CATARACT POST-OPERATIVE EXPECTATIONS

After cataract surgery, patients will follow up with their surgeon or a co-managing optometrist for a one day, one week and one-month follow-up appointment. At the one-day post-operative appointment, the doctor will ensure that the surgery went as planned, and that the eye is beginning to heal. Another primary focus of this exam is to ensure that patients understand their drop regimen and that they have an opportunity to have any questions answered. Normal findings on the day after the exam may include a reduction in visual acuity, foreign body sensation, redness, residual dilation and a slight flare in the anterior chamber.

At the one-week post-operative appointment, the doctor will ensure that the point of incision is healed well enough that any prescribed antibiotics can be discontinued. Any inflammation of the anterior chamber should have resolved or at least greatly reduced from the one-day appointment. This appointment is also generally when the surgeon will evaluate the second eye for cataract removal.

A comprehensive dilated examination is performed at the one-month follow-up. The purpose of the one-month exam is to ensure that the eye is well healed, and vision has been restored. A final post-operative refraction is performed at the onemonth appointment. This is when the doctor will write out an eyeglass or contact lens prescription.

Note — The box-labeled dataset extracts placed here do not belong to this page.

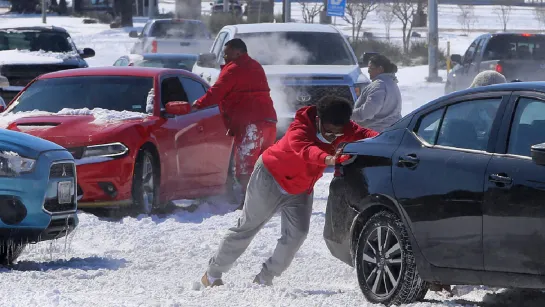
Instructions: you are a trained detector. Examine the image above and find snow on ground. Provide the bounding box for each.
[0,2,545,307]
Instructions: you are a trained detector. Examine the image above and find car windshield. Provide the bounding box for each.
[0,30,76,52]
[7,76,153,113]
[151,20,210,39]
[134,58,197,71]
[237,32,357,65]
[484,34,545,60]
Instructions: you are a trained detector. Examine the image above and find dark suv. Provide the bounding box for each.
[324,82,545,305]
[0,26,95,103]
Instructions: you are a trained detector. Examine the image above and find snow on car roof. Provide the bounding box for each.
[230,22,338,33]
[39,66,196,79]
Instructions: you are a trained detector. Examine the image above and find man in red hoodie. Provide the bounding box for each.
[193,38,277,206]
[201,96,378,287]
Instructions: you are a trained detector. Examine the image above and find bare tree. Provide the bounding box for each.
[534,6,545,27]
[377,3,396,40]
[392,0,425,53]
[299,2,324,23]
[458,5,476,34]
[494,0,512,32]
[343,0,377,41]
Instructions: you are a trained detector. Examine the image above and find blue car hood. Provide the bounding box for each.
[0,129,65,159]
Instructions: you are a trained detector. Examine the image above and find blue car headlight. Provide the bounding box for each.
[0,151,36,177]
[81,143,129,158]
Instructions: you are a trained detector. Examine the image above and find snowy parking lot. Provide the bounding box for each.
[0,3,545,307]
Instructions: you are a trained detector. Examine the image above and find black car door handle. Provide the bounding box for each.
[397,154,420,167]
[488,174,513,184]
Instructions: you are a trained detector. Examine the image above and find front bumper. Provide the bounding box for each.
[76,156,134,208]
[0,150,78,243]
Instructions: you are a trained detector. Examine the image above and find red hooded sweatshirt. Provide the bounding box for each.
[195,54,277,131]
[262,106,378,194]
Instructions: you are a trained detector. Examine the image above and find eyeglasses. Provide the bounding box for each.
[324,132,344,137]
[319,120,344,137]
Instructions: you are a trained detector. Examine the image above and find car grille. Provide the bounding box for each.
[285,85,354,110]
[49,163,74,178]
[0,64,78,86]
[44,198,76,213]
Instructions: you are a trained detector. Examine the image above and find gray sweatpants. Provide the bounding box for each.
[207,157,313,281]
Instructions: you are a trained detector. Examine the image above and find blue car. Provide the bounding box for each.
[0,129,78,265]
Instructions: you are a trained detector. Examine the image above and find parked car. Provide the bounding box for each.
[114,53,198,71]
[0,127,78,265]
[5,67,233,213]
[445,33,545,94]
[324,82,545,305]
[0,26,95,102]
[129,19,212,54]
[192,23,370,137]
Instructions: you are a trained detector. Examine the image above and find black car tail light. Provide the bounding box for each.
[496,63,503,74]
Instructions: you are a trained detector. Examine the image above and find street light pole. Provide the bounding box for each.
[426,0,443,82]
[42,0,47,23]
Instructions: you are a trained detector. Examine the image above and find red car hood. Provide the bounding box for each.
[2,115,145,148]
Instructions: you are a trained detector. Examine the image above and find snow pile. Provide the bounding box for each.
[0,110,54,128]
[0,50,76,65]
[57,108,148,125]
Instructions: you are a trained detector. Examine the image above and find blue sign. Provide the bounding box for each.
[327,0,346,17]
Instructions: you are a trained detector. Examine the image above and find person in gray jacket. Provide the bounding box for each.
[352,55,401,132]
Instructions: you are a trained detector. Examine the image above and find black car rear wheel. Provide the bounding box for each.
[355,211,427,306]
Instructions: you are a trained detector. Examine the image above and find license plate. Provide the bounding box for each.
[57,181,72,204]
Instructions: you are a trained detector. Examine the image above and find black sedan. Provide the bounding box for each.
[324,82,545,305]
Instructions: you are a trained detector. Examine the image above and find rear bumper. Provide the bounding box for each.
[324,178,357,266]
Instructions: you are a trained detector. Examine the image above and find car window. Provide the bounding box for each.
[415,108,445,145]
[436,97,502,150]
[211,32,227,56]
[161,77,188,106]
[180,77,206,104]
[8,76,153,113]
[507,98,545,157]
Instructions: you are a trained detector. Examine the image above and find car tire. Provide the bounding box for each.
[132,149,159,214]
[355,211,428,306]
[0,241,26,265]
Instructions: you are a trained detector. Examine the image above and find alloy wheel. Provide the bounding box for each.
[362,226,403,297]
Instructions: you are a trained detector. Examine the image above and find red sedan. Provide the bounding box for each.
[0,67,233,213]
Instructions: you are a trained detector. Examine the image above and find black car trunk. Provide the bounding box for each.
[0,64,78,86]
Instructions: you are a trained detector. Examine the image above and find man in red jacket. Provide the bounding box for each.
[201,96,378,287]
[193,38,277,206]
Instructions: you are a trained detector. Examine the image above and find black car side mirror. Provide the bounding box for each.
[530,143,545,165]
[450,54,462,64]
[80,48,95,59]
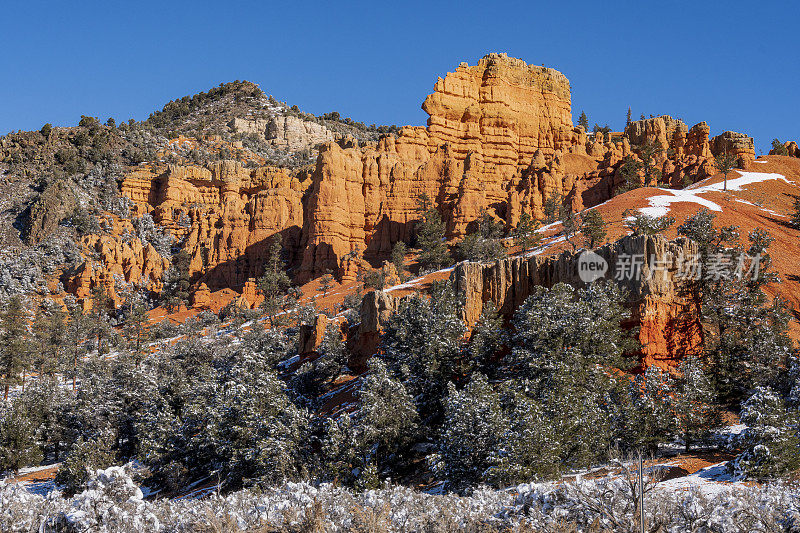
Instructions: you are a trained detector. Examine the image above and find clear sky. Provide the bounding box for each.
[0,0,800,153]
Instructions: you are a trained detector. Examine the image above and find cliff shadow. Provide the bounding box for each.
[197,226,301,292]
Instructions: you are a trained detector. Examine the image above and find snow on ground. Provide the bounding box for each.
[383,266,455,292]
[657,461,743,497]
[639,170,789,217]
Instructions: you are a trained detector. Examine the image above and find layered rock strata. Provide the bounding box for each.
[450,235,702,367]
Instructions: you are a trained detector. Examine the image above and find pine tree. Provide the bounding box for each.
[0,296,32,399]
[619,142,661,192]
[622,209,675,235]
[122,291,151,361]
[356,359,418,465]
[161,249,192,311]
[469,302,510,379]
[561,206,578,250]
[731,387,800,479]
[32,302,66,376]
[317,272,334,297]
[791,198,800,229]
[65,298,89,392]
[618,366,676,454]
[511,212,542,252]
[0,402,42,473]
[714,150,739,191]
[55,436,116,495]
[382,281,466,420]
[769,139,789,155]
[543,192,563,224]
[581,209,607,249]
[673,355,720,452]
[439,374,509,487]
[678,209,791,402]
[88,283,114,355]
[391,241,408,281]
[504,282,635,387]
[578,111,589,132]
[457,210,506,261]
[415,193,451,270]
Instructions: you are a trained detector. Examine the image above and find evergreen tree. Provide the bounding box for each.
[391,241,408,281]
[87,283,114,355]
[561,207,578,251]
[791,198,800,229]
[469,302,510,379]
[731,387,800,479]
[678,209,791,401]
[415,193,451,270]
[55,432,116,495]
[617,366,676,454]
[581,209,607,249]
[486,380,564,487]
[510,282,635,468]
[0,402,42,473]
[356,359,418,466]
[439,374,509,487]
[65,298,89,392]
[622,209,675,235]
[382,282,466,420]
[769,139,789,155]
[673,355,720,452]
[619,143,661,192]
[317,272,334,297]
[543,192,563,224]
[258,238,291,327]
[506,282,634,386]
[511,212,542,252]
[458,211,506,261]
[161,249,192,311]
[0,296,32,399]
[32,302,66,376]
[714,150,739,191]
[122,291,151,361]
[578,111,589,132]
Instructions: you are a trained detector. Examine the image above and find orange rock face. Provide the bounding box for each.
[65,235,169,304]
[122,161,303,290]
[300,54,586,279]
[451,235,702,368]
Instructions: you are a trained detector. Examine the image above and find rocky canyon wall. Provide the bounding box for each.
[300,54,586,279]
[451,235,702,368]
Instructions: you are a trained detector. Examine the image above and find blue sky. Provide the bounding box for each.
[0,0,800,152]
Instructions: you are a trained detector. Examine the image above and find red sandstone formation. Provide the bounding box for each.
[451,235,701,367]
[122,161,303,289]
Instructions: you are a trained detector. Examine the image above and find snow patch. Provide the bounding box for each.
[639,170,789,217]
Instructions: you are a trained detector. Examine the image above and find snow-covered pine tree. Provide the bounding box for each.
[439,374,509,487]
[382,281,466,420]
[730,387,800,479]
[355,359,418,466]
[673,355,721,452]
[617,366,676,454]
[469,302,510,379]
[0,296,32,400]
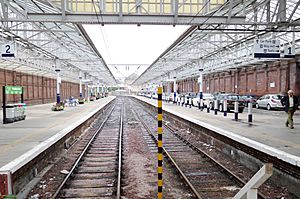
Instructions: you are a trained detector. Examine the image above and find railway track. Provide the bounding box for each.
[135,99,265,198]
[52,101,124,198]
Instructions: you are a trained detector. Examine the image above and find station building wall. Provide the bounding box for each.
[0,69,84,105]
[178,58,300,96]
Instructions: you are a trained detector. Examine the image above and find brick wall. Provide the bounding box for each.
[0,69,79,105]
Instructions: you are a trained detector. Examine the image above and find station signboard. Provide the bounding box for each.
[253,39,280,58]
[5,86,23,95]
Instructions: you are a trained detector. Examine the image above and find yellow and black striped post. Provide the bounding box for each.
[157,87,163,199]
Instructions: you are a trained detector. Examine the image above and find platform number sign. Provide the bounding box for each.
[284,45,295,58]
[1,42,15,57]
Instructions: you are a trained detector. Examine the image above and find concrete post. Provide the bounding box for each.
[173,77,177,104]
[234,102,239,121]
[79,71,82,97]
[198,68,203,111]
[101,84,104,97]
[55,66,61,104]
[214,100,218,115]
[223,99,227,117]
[248,102,252,123]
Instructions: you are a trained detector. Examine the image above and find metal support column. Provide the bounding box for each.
[198,68,203,111]
[173,77,177,104]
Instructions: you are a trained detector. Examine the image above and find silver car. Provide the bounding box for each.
[192,93,214,107]
[256,94,283,110]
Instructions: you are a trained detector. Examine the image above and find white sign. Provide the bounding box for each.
[253,39,280,58]
[1,42,15,57]
[284,44,295,58]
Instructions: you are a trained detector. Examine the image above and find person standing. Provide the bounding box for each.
[281,90,298,129]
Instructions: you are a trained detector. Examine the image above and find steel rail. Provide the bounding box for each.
[132,109,202,199]
[51,104,116,199]
[138,100,267,199]
[116,103,124,199]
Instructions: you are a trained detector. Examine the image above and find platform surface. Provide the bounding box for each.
[134,96,300,157]
[0,96,115,167]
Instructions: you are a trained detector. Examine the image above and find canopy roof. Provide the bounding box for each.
[133,0,300,85]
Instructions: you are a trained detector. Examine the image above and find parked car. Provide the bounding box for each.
[192,93,214,107]
[256,94,283,110]
[210,93,245,113]
[241,94,258,107]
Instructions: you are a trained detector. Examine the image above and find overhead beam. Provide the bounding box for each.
[1,13,245,25]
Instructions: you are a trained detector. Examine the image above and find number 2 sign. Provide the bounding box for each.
[1,42,15,57]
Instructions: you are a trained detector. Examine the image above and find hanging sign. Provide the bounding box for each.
[284,44,295,58]
[1,42,15,57]
[5,86,23,94]
[253,39,280,58]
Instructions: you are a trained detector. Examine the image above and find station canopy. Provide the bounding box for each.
[133,0,300,86]
[0,0,300,85]
[0,0,116,85]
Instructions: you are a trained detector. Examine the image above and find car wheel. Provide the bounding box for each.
[219,104,223,112]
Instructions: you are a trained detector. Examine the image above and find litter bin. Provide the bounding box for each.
[5,104,15,123]
[14,104,21,121]
[18,103,26,120]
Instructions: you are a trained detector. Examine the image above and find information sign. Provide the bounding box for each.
[5,86,23,94]
[1,42,15,57]
[253,39,280,58]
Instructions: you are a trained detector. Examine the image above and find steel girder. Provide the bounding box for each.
[133,0,300,85]
[0,0,116,85]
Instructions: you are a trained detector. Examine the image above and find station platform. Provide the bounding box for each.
[133,96,300,167]
[0,96,115,167]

WEARING CONTACT LENSES AFTER SURGERY

Though most cataract surgeries severely reduce or eliminate the need for corrective lenses, there are still various scenarios wherein patients may benefit from the use of contact lenses. At times, post-cataract visual outcomes still leave a residual need for some form of correction. One month after cataract surgery, if the eye has healed properly, the patient may begin wearing contact lenses again. Those patients who still need distance correction may wear contact lenses with reading glasses over them for near or computer use or a multifocal option. More often than not, patients will not need distance correction, so the prescriber may opt for a multifocal design or monovision fit. Multifocal contact lenses, even with little or no distance correction, offer patients an option to be able to focus well at all distances without the hindrance of eyeglasses. These lenses have improved rapidly over the last decade; however, they still require proper fitting to ensure that they behave properly on the eye. Some patients prefer monovision. This is when a patient only wears one contact lens—which will generally be for up close correction. The brain will learn to choose which image it prefers, but this takes time, willingness and patience. Monovision is a definite compromise, as binocular depth perception is challenged. Other options, such as modified monovision, are also used where a patient may wear a multifocal lens and make a single vision contact in the opposing eye. Inquiring about the patient’s specific lifestyle habits will help guide the contact lens fitting process. For example, a patient who spends eight hours a day working on a computer may not appreciate the compromised vision that a monocular fit may offer.

CONCLUSION

With cataract cases on the rise, there is an evergrowing need for eyecare professionals who understand and can communicate with patients regarding their care. As our population ages and individuals live longer lives than ever, this is translating into an overabundance of patients with questions surrounding their unique visual situation. With modern technology and years of surgical advancements, what once was a blinding, life-altering condition is now easily treated with minimal risk of complications. From the barbaric couching procedures of long ago to the present micro-surgeries, there has been a whirlwind of progression. The future of cataract care is even brighter, with scientists working to develop intraocular lenses with autofocusing mechanisms. Newer trifocaltype IOLs are already available. The advent of newer contact lens materials has made fitting patients’ post-surgery a safe and healthy option; however, with the refractive outcomes of most cataract cases, this can be a trying process. Many times, patients experience wonderful distance correction yet must negotiate their inability to accommodate. This only highlights the need for proper patient education. Patients who understand their prognosis and limitations are much more likely to be pleased with their visual outcome.